# Soffit vents?



## Supe (Sep 4, 2012)

For most of the summer, I have had a continuous drip coming out the drain from one of my roof's soffit vents. It's not pouring/gushing water, but it has been a steady drip for some time now, enough that my patio and shingles above the window beneath it are perpetually wet.

Is it typical to have that much water coming from a soffit vent during the summer months, or may this be an indicator of a bigger problem? Humidity in the house otherwise seems fine, no ceiling damage anywhere, etc.


----------



## MA_PE (Sep 4, 2012)

I'd say no. The soffit vents are air vents and water should not be dripping out. Do you have an attic mounted A/C unit? Could it be that the condensate is not evaporating quick enough and the pan is over flowing?

I'd investigate the source of the water. Water at the perimeter can go into the walls without showing up on the ceilings.


----------



## roadwreck (Sep 4, 2012)

Yea, I've never seen water dripping from a soffit vent. I have seen water dripping from our A/C overflow pipe, which is cut through a portion of the soffit. I think i'd investigate the source of the water if I were you.


----------



## IlPadrino (Sep 4, 2012)

+1 on the previous responses... soffit vents are supposed to prevent moisture accumulation under the roof!


----------



## Supe (Sep 4, 2012)

Sorry guys, poor choice of wording. It's the drain line from the air handler that goes out through the soffit below the roofline. I just dragged the ladder up there, and the drip pan is pretty much full.
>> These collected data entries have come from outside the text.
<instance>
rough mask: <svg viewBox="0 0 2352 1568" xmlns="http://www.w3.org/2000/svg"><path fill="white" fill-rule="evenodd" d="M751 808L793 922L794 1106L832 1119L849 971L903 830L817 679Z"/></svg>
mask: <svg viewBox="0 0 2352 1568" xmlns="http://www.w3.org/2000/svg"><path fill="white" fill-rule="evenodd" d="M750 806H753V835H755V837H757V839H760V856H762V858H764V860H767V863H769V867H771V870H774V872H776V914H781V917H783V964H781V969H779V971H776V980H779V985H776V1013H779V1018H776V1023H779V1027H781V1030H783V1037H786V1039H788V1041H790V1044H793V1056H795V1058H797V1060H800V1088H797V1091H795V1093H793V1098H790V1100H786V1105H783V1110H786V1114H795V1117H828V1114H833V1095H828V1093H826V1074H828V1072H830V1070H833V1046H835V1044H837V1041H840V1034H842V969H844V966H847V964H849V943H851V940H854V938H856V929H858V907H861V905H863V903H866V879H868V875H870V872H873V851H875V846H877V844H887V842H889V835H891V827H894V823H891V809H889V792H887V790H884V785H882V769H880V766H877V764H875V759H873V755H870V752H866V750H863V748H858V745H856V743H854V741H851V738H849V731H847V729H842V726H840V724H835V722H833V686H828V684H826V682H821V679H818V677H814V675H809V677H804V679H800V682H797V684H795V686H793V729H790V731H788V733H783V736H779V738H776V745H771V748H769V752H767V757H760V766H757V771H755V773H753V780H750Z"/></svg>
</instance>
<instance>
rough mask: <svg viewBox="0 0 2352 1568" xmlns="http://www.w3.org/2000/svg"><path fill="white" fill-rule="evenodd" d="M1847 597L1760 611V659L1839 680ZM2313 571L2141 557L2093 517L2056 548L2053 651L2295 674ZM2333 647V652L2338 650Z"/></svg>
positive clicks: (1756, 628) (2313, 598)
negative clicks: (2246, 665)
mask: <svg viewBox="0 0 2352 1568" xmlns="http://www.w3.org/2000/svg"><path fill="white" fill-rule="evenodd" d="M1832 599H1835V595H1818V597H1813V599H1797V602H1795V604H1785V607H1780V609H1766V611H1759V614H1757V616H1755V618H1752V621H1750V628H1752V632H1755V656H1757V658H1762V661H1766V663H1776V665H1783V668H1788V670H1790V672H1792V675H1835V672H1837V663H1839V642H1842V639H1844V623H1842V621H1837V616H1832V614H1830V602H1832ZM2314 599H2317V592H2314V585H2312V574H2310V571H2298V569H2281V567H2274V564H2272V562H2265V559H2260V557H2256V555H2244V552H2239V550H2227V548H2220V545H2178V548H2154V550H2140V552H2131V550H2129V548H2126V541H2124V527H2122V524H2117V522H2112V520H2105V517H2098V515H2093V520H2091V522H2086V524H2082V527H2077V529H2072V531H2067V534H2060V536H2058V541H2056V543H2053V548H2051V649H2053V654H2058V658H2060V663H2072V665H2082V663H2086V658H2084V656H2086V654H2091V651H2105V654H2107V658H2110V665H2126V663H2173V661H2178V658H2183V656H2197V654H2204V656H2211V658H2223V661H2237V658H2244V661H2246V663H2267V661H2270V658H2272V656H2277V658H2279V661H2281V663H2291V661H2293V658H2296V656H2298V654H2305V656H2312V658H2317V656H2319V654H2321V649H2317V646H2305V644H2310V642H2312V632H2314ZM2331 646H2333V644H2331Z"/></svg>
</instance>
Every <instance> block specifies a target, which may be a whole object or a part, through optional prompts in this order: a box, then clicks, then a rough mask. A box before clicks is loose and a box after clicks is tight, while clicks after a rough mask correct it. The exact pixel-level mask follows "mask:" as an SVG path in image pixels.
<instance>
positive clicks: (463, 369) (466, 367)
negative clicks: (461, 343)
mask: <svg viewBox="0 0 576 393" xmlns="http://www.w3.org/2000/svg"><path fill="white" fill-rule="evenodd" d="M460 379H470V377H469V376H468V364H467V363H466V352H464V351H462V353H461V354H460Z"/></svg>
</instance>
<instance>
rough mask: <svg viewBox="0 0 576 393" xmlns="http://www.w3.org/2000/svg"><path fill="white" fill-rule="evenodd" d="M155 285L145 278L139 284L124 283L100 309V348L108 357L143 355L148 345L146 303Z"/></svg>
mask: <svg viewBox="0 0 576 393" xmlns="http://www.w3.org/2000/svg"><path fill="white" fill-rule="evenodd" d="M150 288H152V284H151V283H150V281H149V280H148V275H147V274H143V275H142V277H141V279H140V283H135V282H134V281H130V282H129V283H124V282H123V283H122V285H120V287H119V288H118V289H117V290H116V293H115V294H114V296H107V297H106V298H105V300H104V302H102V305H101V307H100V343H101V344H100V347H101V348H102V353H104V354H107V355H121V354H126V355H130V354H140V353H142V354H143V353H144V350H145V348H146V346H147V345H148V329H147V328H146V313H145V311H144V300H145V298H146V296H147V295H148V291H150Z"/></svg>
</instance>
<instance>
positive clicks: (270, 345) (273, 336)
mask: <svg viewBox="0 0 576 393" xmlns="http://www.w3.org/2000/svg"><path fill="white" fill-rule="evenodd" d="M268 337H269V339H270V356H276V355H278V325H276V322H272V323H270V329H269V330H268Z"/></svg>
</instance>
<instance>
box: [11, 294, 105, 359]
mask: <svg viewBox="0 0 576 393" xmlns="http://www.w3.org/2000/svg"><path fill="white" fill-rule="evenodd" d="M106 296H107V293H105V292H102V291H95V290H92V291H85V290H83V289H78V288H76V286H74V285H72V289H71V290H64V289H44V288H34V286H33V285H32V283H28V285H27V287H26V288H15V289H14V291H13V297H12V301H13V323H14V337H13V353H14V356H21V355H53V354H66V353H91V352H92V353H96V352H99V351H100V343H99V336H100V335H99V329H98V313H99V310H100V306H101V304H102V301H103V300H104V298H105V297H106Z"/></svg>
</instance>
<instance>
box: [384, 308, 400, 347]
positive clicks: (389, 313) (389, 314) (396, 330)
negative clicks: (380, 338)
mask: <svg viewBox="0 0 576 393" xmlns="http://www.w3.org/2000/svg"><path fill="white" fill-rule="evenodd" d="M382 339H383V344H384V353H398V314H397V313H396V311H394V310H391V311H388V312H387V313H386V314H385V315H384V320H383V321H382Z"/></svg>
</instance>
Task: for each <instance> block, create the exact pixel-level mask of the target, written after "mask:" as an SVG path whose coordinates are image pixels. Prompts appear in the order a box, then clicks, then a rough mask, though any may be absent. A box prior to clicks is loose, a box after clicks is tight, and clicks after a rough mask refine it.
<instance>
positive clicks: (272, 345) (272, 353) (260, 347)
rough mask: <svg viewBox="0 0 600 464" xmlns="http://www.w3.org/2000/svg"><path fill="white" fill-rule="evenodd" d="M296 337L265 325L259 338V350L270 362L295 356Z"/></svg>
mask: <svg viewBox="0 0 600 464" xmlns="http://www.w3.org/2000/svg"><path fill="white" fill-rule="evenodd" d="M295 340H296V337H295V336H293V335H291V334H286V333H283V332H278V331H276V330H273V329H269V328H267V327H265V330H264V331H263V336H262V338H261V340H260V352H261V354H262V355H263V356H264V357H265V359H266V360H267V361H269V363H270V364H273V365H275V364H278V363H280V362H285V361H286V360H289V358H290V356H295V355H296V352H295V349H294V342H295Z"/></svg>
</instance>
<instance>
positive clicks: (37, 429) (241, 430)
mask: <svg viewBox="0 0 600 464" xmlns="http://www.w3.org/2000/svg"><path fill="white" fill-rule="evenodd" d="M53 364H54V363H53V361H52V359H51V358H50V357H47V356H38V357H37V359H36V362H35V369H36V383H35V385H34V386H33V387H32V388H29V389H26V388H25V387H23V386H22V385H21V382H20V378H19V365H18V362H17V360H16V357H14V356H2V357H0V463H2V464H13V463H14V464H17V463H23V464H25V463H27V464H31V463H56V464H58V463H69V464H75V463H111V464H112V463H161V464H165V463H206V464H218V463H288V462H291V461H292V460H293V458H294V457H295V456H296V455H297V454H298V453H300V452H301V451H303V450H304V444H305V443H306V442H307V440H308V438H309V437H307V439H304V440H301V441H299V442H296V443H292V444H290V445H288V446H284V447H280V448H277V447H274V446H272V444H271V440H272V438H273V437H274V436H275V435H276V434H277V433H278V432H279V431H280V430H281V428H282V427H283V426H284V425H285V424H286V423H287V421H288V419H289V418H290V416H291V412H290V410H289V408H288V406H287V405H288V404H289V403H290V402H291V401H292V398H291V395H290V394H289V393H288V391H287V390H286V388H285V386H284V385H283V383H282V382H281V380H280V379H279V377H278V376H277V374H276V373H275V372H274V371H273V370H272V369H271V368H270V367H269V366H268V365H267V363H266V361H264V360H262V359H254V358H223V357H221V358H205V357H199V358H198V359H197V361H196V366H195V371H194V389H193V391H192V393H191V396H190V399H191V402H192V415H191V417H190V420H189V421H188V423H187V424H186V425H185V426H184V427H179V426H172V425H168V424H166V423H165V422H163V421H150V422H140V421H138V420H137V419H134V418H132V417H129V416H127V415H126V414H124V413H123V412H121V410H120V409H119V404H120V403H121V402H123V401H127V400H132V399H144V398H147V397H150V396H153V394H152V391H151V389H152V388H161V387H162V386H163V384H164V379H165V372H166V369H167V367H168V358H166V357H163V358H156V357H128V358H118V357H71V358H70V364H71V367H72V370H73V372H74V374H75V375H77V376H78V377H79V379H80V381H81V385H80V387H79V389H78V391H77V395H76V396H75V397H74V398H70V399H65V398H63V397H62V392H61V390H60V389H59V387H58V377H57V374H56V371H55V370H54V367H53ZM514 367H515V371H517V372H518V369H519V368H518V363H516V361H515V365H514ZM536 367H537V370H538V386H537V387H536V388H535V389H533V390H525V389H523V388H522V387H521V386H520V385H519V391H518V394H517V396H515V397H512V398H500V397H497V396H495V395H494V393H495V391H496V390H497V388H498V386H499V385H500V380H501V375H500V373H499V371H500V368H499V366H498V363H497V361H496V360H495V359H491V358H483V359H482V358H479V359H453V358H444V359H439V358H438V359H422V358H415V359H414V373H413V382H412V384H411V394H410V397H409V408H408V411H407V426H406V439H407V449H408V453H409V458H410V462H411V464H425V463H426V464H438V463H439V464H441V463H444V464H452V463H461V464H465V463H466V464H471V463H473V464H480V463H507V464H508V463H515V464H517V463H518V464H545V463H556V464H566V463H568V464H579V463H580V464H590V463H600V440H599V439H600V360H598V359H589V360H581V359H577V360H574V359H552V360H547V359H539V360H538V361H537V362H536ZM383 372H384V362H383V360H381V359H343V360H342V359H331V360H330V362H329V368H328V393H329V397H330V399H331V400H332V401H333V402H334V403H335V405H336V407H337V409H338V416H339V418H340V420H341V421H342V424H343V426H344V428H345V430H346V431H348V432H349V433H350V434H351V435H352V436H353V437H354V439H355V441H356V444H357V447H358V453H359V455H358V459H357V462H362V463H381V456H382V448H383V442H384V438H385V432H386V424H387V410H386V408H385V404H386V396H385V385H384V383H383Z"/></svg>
Looks like I need to have the AC folks come out and take a look at it.


----------



## MA_PE (Sep 4, 2012)

that makes sense. Under typical constant use I believe it's normal to have a continuous drip from the HVAC condesate line. Do you have gutters and downspouts? One solution might be to run that drip line to a downspout and divert the water away from the side of the house and the patio.


----------



## goodal (Sep 4, 2012)

You can probably save yourself a service call by seeing if the main drain has some insulation or trash stuck somewhere.


----------



## Supe (Sep 4, 2012)

MA_PE said:


> that makes sense. Under typical constant use I believe it's normal to have a continuous drip from the HVAC condesate line. Do you have gutters and downspouts? One solution might be to run that drip line to a downspout and divert the water away from the side of the house and the patio.


Yes, and I've been thinking that the past few days. Only concern would be that there would be a fairly long run, so I'm worried about the aesthetics of it.

Badal - They're scheduled to come out under warranty anyways for my downstairs unit that crapped out a few months back, so may as well get my money's worth! I think part of it is that the upstairs unit is essentially cooling the entire house, and is being massively overworked.


----------



## Master slacker (Sep 4, 2012)

Mix a two cup, 50 / 50 solution of bleach and water. Pour down drain line at the AC unit. Do this every year. If this is neglected, the nasties can grow inside the drain pipe and block all flow.


----------